Personal information
- Full name: Marco Bernal
- Nationality: Colombia
- Discipline: Dressage
- Born: May 2, 1962 (age 63) Bogotá, Colombia

Medal record
Equestrian
Representing Colombia
Pan American Games
| Bronze medal – third place | 2011 Guadalajara | Team dressage |
| Silver medal – second place | 1999 Winnipeg | Team dressage |
Central American and Caribbean Games
| Gold medal – first place | 2010 Mayagüez | Team dressage |
| Gold medal – first place | 2010 Mayagüez | Individual dressage |
| Gold medal – first place | 2014 Veracruz | Individual dressage |
| Silver medal – second place | 2014 Veracruz | Team dressage |

= Marco Bernal =

Colombian equestrian (born 1962)

Marco Bernal (born 2 May 1962) is a Colombian athlete in dressage. He competed at several Pan-American Games where he won team bronze in 2011 and team silver in 1999. In 2010 Bernal was gold medaled at the Central American Games in Mayagüez, Puerto Rico.
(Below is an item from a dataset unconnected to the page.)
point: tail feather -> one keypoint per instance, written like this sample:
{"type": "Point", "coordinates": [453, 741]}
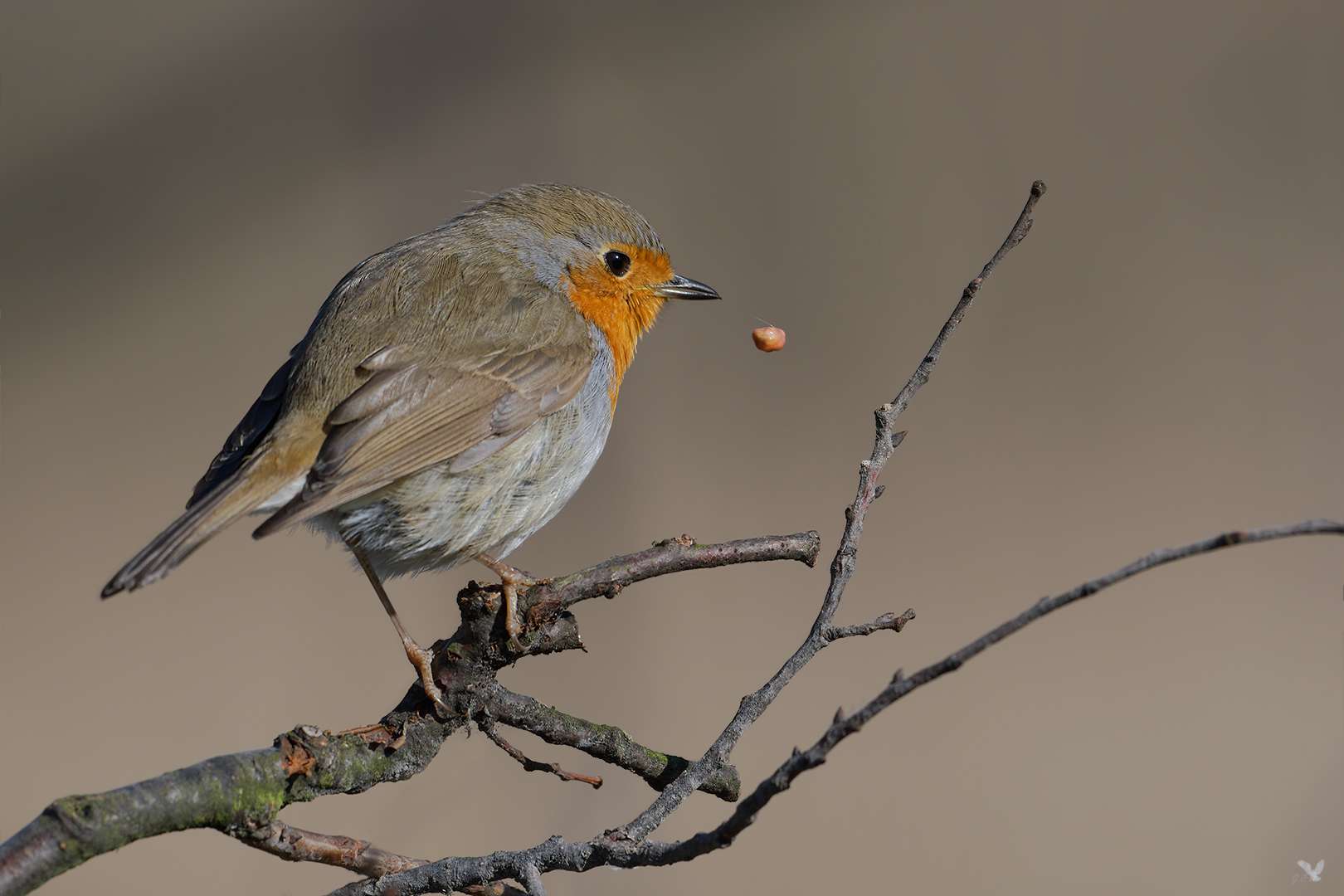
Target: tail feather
{"type": "Point", "coordinates": [212, 514]}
The same year he represented Colombia at the 2010 FEI World Equestrian Games in Lexington, Kentucky.

Bernal was the first Latin American who graduated from the prestigious German riding school in Warendorf and was the first Colombian who competed at the World Cup Finals in Dressage, in Las Vegas 2009, where he received a wildcard from the FEI.